According theory software quality isn’t negotiable and teams make all effort in order to adhere to defined quality standards that have been agreed upon and achieve best results from quality perspective. In such ideal environment, the Product Owner and other main project stakeholders understand the importance of quality, as it is part of the organizational culture.
But as we all know it is not always true, and it is because quality cost requires an extra effort. Low product quality can be a consequence of various reasons:
- Lack of technical knowledge on a specific domain. Especially for new guys in the Team.
- Insufficient (or no) unit test coverage.
- Different coding style within one Team. Or too many standard violations if organization/team has coding standard.
- Team has no automated building, regression testing, packaging and monitoring activities. Such Teams make all the work manually and as the result it leads to higher possibility of making “simple” mistakes.
- Teams do not apply software design and programming principles as Single responsibility, Separation of Concerns or Open/Closed and etc. This leads to chaotic coding and increases number of cross dependencies.
In this case it is obvious that the Team doesn‘t actually perform as well as they should. Even though it takes time to get use to working like this, but it definitely worth it. But of course quality problems might occur not only due the Team performance, but:
- Product Owner is forcing on delivering features – not quality
- Contractual obligations or very big scope changes
- Importance of time to market
I agree that sometimes we face situations that we need to make extra work (add a feature, scope change, early release and so on) to please our customers and as the result it might affect quality.
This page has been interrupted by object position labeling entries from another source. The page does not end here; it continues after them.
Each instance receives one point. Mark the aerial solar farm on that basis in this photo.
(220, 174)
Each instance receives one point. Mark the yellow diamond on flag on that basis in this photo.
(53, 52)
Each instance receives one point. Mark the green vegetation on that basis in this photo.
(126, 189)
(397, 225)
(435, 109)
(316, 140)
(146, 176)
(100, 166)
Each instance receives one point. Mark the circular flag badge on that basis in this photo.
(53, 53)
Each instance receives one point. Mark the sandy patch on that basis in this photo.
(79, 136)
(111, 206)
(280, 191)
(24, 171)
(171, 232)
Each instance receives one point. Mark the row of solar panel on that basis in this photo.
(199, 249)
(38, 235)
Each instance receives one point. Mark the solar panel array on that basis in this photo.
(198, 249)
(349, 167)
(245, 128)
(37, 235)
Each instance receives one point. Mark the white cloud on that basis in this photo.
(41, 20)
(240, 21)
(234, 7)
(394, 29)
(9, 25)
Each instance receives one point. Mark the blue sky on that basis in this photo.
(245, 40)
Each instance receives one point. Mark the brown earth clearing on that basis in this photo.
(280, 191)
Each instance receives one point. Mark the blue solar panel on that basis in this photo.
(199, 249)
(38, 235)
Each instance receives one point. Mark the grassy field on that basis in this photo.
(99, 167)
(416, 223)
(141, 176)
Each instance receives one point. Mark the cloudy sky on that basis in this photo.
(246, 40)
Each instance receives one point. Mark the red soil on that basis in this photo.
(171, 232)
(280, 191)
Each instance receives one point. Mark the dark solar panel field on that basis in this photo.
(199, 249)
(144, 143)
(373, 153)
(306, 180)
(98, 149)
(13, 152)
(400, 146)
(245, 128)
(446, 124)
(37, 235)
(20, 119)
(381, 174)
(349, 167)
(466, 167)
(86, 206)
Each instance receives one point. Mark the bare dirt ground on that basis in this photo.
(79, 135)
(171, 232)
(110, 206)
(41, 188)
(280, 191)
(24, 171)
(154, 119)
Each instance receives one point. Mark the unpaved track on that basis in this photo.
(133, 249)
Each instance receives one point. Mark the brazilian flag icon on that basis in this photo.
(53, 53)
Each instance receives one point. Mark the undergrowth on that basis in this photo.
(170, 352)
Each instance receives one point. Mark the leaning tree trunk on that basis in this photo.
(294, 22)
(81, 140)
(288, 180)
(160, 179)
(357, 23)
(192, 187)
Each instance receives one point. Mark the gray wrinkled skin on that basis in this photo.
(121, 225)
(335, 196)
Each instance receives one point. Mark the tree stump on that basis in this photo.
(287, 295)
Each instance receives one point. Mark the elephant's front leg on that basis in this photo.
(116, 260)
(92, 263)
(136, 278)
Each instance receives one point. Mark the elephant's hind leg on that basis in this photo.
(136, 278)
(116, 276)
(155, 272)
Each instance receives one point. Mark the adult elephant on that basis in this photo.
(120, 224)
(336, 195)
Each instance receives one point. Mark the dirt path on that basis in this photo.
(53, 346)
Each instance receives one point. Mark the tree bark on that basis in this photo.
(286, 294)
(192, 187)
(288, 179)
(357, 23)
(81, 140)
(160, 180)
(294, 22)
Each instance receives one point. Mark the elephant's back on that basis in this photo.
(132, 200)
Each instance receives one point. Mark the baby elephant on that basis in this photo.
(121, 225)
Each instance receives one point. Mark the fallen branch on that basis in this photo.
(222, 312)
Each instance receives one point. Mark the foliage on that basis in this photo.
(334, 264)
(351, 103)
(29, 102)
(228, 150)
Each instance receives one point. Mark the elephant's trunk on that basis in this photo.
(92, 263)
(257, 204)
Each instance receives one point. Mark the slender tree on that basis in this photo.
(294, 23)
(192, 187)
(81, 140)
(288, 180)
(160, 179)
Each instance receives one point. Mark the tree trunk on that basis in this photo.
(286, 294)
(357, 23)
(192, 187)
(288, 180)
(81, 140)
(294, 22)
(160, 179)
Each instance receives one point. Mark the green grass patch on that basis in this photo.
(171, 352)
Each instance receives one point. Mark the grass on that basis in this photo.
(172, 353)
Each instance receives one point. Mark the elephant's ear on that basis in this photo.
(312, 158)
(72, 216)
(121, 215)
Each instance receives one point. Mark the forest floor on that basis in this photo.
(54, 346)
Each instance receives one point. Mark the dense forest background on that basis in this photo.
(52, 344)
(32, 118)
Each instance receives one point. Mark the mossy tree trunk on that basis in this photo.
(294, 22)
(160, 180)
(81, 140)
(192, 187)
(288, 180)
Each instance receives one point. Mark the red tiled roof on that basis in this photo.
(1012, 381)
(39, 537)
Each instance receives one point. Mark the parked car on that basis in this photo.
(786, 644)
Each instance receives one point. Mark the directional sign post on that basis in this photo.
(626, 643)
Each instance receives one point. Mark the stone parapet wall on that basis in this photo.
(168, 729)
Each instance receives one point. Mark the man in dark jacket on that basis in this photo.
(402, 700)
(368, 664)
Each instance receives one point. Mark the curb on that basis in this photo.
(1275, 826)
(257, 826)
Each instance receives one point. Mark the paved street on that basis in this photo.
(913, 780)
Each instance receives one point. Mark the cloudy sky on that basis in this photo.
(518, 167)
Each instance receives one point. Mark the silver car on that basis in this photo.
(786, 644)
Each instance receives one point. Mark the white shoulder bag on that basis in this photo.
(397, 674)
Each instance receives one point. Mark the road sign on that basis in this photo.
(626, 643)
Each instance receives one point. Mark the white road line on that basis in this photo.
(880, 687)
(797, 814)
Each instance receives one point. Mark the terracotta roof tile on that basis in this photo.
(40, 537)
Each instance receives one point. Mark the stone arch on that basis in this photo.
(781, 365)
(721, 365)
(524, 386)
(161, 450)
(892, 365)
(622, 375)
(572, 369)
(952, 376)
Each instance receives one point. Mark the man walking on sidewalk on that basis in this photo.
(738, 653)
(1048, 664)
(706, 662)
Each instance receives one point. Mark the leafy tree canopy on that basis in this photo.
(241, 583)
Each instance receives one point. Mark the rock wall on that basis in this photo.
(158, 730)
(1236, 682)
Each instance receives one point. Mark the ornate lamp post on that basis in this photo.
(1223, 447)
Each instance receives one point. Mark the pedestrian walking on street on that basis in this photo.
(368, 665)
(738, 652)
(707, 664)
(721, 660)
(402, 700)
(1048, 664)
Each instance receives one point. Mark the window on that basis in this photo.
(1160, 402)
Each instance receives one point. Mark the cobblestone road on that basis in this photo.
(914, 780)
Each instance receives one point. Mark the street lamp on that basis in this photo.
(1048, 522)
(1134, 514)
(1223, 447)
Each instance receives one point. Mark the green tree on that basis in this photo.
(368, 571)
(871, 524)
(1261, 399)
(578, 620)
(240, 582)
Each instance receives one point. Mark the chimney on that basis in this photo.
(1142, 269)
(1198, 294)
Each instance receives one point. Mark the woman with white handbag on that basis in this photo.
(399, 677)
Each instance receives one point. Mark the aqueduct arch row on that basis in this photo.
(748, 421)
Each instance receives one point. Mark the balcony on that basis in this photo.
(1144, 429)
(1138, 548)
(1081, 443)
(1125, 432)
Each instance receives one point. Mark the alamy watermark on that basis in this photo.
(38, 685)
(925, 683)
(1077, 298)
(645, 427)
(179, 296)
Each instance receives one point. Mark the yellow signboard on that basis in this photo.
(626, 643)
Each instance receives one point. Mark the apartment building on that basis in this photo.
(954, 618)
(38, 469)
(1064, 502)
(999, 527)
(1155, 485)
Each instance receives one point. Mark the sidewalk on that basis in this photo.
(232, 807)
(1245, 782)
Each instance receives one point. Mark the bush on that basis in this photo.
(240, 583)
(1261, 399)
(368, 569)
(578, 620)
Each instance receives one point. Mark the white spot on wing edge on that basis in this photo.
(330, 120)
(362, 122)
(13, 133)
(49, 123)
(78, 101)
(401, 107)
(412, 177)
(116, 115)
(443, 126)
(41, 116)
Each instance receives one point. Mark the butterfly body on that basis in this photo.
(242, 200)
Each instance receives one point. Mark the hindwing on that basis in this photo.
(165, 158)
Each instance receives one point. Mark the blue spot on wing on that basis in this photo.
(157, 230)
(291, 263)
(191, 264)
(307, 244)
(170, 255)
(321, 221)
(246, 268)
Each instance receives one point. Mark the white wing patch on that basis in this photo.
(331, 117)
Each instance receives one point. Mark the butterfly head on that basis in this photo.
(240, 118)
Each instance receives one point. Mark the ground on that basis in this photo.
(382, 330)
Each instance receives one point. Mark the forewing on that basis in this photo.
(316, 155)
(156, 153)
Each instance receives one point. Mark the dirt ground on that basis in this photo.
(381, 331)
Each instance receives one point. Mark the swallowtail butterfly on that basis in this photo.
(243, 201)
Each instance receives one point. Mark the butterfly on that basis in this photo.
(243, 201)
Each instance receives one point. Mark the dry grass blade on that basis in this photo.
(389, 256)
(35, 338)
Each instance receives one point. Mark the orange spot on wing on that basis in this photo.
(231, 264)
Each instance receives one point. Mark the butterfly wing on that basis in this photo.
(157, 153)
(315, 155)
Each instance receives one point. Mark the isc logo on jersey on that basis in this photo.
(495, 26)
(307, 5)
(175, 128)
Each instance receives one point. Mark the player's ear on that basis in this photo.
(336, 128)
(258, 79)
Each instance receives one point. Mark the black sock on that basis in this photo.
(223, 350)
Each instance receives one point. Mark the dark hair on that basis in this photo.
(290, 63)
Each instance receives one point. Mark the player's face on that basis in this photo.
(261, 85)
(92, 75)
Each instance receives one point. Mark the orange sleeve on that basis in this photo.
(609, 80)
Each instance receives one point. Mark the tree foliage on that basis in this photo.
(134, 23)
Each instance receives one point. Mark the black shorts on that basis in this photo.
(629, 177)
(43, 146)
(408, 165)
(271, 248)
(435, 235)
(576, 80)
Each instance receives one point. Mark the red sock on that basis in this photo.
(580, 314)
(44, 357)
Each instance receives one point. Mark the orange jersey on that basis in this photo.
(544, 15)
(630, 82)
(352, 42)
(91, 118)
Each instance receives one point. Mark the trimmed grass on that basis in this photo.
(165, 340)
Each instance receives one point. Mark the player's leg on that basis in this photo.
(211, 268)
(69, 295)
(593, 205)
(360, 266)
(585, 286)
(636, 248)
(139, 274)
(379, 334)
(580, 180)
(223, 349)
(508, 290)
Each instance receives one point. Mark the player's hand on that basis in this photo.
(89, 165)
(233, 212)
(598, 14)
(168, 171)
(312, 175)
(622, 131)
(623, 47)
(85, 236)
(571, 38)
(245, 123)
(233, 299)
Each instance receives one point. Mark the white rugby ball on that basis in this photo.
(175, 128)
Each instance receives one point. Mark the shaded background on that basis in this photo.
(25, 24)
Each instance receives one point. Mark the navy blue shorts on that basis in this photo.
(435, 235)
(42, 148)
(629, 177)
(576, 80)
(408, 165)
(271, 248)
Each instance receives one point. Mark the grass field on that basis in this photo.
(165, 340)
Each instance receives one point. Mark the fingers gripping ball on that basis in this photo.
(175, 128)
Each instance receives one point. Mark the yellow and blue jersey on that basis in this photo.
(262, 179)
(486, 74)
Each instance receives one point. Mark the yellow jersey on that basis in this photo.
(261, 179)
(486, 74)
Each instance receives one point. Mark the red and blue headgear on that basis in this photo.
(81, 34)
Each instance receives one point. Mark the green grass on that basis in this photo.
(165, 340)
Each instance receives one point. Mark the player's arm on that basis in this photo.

But there is one important thing to keep in mind – such situations must be exceptional. If it occurs very often the Team, Scum Master and Product Owner must have a very serious conversation to communicate following message – Software increments cannot be delivered successfully continuously sprint after sprint without proper focus on quality. And solutions must be found if you face problems mentioned above.
Pros for quality are very obvious:
- You will not be able to guarantee product stability overtime
- Introducing new features will take more time the longer you develop in a chaotic manner
- You will face a lot of code cross dependencies which leads to hard to change code
- Mysterious breaks will occur in your solution while developing something new
- You will need to introduce patches more often and etc.
So, the first thing you need to do is to reserve time for quality in each sprint (all stakeholders must be convinced that this is important) and grab this book to read – Clean Code: A Handbook of Agile Software Craftsmanship. This book helps to understand the importance of quality.
Code refactoring must become part of the development process and it shouldn‘t be very difficult when you have high code coverage by unit tests. If you don‘t have them, start implementing some good unit tests for critical parts of your product, to make sure those work as desired. Reaching this milestone allows you to start working on refactoring with less risk to break anything.
Write a test, refactor, verify your change by running all your tests and check in the changes. Repeat this cycle over and over and try to avoid a big refactoring spending all sprint (or several, which IMHO is even worse) on improving the code since it doesn‘t bring any value to a client – keep things small and obvious. Big refactorings should be treated as redesign and requires a bit different approach and additional focus – discussion with architects, infrastructure changes and etc. So it shouldn‘t be a part of everyday development.
Conclusion: Take refactoring into account when estimating your work.